A group of area residents are trying to save the coastal sequoia, a threatened species of tree, which towers hundreds of feet over a property on the southwest corner of 133 Street and 104 Avenue.

To passing traffic, the tree is all but invisible. But walk around a corner, and residents say it takes your breath away.

Ed MacInnis said he saw it for the first time on Wednesday night.

“It is outstanding. You just don’t realize until you come around the corner just how big it is,” MacInnis said. “I didn’t even know a tree like that existed in SRedwood treeurrey.”

City staff say they received a plan to build a four- to six-storey multi-family midrise on the property in 2010.

Staff say the application, submitted by Lin’s Holdings, was scant on detail and hasn’t advanced any further since the application was received.

Council has not seen the plans yet, and nothing yet has been determined about the future of the tree.

MacInnis’ niece Kayla said she isn’t planning to wait for the application to  move forward.

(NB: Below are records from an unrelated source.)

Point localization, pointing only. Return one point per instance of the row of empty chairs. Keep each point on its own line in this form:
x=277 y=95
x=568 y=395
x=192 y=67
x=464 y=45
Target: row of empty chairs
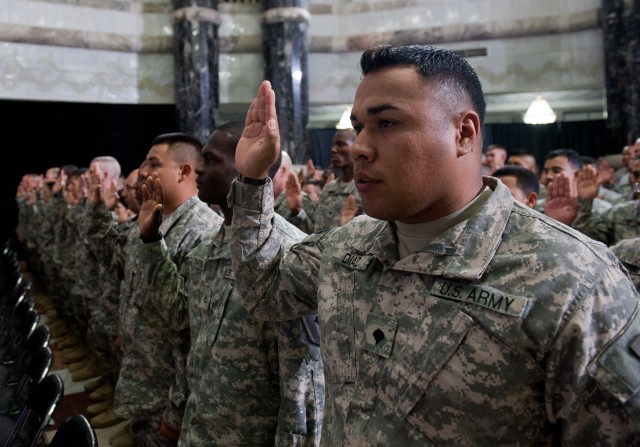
x=29 y=393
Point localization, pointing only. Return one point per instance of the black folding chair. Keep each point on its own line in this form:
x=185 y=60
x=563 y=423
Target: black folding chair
x=17 y=334
x=14 y=394
x=75 y=431
x=27 y=429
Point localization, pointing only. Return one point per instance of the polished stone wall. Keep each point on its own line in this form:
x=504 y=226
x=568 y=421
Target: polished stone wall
x=117 y=51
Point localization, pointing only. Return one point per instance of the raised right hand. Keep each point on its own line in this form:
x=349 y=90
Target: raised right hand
x=259 y=145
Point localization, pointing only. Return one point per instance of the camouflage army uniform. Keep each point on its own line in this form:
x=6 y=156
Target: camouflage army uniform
x=150 y=385
x=329 y=206
x=105 y=236
x=302 y=221
x=508 y=329
x=250 y=382
x=621 y=221
x=628 y=251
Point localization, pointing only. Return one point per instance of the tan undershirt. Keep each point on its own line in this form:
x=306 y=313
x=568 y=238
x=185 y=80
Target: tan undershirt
x=414 y=237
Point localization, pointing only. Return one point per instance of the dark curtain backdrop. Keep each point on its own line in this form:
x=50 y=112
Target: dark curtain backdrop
x=59 y=133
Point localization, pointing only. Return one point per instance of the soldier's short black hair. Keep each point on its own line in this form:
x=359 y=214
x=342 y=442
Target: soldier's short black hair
x=433 y=64
x=526 y=180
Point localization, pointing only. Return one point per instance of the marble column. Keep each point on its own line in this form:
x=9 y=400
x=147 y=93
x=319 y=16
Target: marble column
x=285 y=45
x=196 y=50
x=621 y=27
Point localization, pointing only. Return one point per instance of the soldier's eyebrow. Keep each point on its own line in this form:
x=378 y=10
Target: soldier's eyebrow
x=371 y=111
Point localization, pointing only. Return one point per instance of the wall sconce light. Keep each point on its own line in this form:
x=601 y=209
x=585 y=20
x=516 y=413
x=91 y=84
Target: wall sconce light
x=345 y=119
x=539 y=112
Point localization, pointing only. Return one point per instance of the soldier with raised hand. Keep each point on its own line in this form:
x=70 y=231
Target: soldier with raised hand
x=250 y=382
x=449 y=314
x=151 y=388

“We were mind-blown,” Kayla said in an interview Friday. “We just want to make sure it gets protection, even if (the city and developer aren’t talking about it right now).”

She wants to get the public involved “before it’s too late.”

Before they ever saw the tree Wednesday, the MacInnis’ spent some time touring Green Timbers Urban Forest and learning about its storied past of environmental protection.

A friend asked if they wanted to see a really big tree and took them to the North Surrey sequoia.

“I was blown away,” MacInnis said.

He noted there was a lot of fuss made about the removal of a tree stump in Stanley Park that’s just a fraction of the size.

Surrey Coun. Bruce Hayne, who is also chair of the Environmental Advisory Committee, said his committee would be reticent to endorse cutting down a tree of such magnitude.

“Council in general has been pretty clear they want to look at proposals that do as much as possible to retain trees, and particularly significant trees,” Hayne said Friday. “That would be certainly something we would be looking at every single option.”

Kayla is a member of the local Metis society and she’s planning to see if that group is interested in joining the cause to save the tree.